What are the trends you have spotted in your field?
In a troubled economy like this one, the best efforts of almost every search firm have been focused primarily on business development, marketing, packaging and promotion of their services. How would you like it if your attorney was too busy promoting his practice to give you reliable and expert representation?
Like anyone else in the profession, I’m also concerned about the commoditization of search. Treating the selection of key human capital as a mere business transaction doesn’t just damage our industry. It ultimately impacts the performance of corporations and the long-term effectiveness of their leaders.
Disintermediation is rampant now. Both CEOs and their HR chiefs would do well to “spare the consultant and spoil the executive team” by working with search principals directly, rather than through lower-level intermediaries. This is not simply a matter of personal taste or preference; it is critical to corporate health.
How much do you use social media to find clients and candidates?
We have also used a wide variety of digital and social media tools (in the old days it was called “research”) as a part of our overall process. But we have always believed, as we do now, that identifying candidates can only be done meaningfully within the context of a deep understanding of the client’s specific needs. There is no magic formula. Bottom line: If you’re the right person for one of our searches, we’ll find you whether you’re on LinkedIn or not.
How important are resumes and cover letters?
Resumes are terribly important. I can’t imagine a time when they won’t be.
Cover letters should be three things: short, concise and short (so important I mention it twice).
What are your best tips to jobseekers in a tough market?
Remember that it’s not you, it’s the economy. Try to stay calm. Take a deep breath and relax. Hyperventilating is never pretty, particularly during an interview. Prospective employers want Jason Bourne – not Jason Alexander. Show them you’re capable, confident and cool. No sobbing!
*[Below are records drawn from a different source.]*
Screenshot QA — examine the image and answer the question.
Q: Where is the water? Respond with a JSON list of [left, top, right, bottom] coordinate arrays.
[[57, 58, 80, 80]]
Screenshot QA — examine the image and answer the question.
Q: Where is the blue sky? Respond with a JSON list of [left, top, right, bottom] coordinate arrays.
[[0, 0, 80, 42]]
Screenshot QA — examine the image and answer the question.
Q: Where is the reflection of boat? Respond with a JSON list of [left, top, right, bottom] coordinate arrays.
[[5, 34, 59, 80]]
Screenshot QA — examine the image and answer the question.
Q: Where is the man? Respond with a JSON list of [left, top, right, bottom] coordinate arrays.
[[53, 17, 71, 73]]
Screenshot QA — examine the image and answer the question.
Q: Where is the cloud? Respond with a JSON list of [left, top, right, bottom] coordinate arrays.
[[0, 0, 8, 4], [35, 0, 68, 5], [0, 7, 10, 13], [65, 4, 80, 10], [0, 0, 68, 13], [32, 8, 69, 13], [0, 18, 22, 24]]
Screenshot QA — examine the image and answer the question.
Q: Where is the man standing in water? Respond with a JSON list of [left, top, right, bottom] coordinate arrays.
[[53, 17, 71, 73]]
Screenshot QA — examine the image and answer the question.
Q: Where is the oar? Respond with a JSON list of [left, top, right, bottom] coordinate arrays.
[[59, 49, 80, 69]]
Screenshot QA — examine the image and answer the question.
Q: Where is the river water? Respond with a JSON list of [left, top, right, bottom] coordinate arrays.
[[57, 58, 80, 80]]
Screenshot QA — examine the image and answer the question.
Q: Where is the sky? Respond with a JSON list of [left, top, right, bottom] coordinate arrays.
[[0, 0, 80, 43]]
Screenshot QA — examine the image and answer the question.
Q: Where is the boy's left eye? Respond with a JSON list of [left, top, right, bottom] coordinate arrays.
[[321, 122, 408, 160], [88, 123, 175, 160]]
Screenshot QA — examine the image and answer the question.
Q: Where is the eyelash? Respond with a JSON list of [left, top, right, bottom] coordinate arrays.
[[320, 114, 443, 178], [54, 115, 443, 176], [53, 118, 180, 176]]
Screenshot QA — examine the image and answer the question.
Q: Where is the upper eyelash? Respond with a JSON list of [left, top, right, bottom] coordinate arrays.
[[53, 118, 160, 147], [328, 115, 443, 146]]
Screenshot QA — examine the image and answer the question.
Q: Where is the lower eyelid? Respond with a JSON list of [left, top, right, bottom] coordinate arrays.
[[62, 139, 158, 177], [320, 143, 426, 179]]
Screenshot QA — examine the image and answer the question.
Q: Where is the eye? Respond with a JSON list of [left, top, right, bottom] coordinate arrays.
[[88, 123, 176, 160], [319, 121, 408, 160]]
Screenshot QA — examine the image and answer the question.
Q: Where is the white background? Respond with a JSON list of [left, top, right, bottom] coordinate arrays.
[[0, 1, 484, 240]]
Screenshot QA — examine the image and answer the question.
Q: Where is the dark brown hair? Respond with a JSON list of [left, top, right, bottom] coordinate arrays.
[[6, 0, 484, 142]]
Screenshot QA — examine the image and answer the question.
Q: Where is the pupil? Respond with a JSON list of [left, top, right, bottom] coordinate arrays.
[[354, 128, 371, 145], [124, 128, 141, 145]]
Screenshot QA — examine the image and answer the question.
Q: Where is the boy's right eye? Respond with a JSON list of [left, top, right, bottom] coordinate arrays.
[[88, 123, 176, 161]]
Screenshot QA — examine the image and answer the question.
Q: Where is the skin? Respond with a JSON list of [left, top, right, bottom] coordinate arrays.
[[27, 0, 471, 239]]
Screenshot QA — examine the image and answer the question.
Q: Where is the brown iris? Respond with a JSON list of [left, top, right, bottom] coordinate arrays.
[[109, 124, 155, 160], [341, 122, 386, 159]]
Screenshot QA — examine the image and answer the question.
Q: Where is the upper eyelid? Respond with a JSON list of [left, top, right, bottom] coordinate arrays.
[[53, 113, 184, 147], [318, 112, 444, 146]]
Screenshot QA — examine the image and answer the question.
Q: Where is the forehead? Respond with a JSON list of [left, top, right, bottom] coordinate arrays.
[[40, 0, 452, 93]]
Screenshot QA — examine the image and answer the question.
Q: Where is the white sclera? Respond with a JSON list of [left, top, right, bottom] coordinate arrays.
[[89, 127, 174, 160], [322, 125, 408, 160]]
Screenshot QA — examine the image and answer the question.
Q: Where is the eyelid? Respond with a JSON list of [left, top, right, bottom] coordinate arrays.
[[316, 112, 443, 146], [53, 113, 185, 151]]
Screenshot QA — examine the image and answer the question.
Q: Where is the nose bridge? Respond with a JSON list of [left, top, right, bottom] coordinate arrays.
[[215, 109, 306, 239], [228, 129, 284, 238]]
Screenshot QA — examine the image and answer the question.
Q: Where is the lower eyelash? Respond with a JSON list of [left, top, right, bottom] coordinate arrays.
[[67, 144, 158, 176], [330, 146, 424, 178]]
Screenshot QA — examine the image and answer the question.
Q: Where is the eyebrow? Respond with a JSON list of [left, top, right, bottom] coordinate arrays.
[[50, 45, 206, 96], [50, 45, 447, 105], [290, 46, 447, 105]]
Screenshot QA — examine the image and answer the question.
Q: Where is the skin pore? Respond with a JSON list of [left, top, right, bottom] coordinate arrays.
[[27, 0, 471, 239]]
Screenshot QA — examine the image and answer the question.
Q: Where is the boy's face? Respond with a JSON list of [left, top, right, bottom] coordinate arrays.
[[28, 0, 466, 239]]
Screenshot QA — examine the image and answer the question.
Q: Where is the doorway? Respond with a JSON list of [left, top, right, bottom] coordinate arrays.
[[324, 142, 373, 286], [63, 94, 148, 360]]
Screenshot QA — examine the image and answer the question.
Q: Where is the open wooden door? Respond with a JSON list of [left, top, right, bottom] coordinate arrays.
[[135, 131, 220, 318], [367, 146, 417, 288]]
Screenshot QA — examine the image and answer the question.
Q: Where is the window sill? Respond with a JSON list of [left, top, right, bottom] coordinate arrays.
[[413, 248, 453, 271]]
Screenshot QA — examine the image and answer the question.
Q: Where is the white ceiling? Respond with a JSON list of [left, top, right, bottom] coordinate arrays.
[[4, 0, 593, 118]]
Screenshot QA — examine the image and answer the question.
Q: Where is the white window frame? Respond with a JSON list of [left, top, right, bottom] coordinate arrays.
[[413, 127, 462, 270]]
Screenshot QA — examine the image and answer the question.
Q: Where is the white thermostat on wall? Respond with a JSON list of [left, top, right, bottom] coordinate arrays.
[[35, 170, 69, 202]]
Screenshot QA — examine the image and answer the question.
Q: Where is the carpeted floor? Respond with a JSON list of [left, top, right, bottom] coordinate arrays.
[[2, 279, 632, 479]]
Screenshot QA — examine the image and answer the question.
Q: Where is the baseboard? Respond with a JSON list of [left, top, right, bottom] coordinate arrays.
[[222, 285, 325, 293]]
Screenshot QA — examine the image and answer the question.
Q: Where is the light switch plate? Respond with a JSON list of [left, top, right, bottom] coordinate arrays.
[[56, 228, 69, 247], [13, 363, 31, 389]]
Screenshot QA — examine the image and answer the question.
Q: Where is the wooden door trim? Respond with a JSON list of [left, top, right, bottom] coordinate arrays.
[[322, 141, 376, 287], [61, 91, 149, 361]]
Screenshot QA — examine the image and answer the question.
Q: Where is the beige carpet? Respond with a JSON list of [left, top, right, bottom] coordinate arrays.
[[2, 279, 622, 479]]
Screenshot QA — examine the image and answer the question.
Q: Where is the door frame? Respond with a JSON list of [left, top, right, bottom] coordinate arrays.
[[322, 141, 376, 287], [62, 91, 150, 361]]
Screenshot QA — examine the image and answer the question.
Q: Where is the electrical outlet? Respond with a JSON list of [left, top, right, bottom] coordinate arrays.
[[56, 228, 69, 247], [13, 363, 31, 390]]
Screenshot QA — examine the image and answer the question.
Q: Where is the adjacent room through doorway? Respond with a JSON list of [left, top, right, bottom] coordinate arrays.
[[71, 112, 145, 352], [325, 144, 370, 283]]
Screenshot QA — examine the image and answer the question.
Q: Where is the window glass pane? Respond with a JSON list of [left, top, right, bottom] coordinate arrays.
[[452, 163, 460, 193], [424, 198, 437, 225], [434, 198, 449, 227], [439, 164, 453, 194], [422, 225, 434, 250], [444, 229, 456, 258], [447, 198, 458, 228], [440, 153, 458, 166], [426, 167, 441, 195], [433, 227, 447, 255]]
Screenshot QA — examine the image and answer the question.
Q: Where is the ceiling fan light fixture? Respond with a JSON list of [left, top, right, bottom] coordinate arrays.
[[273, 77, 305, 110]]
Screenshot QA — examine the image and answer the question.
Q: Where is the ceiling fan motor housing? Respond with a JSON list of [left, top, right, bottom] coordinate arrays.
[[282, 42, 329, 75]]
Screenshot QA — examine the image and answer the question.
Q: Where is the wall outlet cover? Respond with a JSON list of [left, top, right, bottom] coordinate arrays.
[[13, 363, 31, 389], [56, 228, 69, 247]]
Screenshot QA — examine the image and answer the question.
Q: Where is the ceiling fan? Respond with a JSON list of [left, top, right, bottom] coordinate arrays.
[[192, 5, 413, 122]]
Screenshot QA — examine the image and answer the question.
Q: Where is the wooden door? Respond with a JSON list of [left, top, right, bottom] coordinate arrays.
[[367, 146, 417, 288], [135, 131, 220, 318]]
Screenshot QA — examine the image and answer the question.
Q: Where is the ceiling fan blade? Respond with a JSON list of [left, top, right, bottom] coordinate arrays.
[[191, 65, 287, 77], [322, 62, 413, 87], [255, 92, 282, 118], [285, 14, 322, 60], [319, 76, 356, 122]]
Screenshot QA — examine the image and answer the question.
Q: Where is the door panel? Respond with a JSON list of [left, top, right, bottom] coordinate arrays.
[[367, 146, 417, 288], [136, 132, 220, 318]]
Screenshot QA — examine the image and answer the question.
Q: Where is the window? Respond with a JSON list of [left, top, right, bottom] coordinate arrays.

Work your contacts, but don’t work them over. Your network is a precious resource and should be treated as such. Now is the time to use it…but gently. Ask for a reference, not a job. When you don’t put your friends on the spot, they’re more inclined to help you.
Keep your wallet in your pocket. If someone offers to craft you a “killer resume”, put you in touch with the “hidden job market” or coach you to become a newer, more marketable you…just say “No.” Whether they’re asking for $3,000 or $300, it’s overpriced. Don’t take candy from strangers, either.
Are career coaches of any use to jobseekers?
Some people may benefit from the hand-holding, but I think that the fees they charge are outrageous and generally a very poor return on investment. When times get tough, the tough get pitched a bunch of crap.
Any other pearls of wisdom you would like to share?
Haven’t I already said too much?
A 25-year veteran of executive search, Mark Jaffe has a reputation for seeing beyond the package and posture of highly accomplished business leaders. He is uncompromisingly direct and focused on his task – finding the perfect match for his client. Mark is one of the most frequently quoted talent brokers of the new economy and was named by BusinessWeek as one of the World’s 100 Most Influential Headhunters.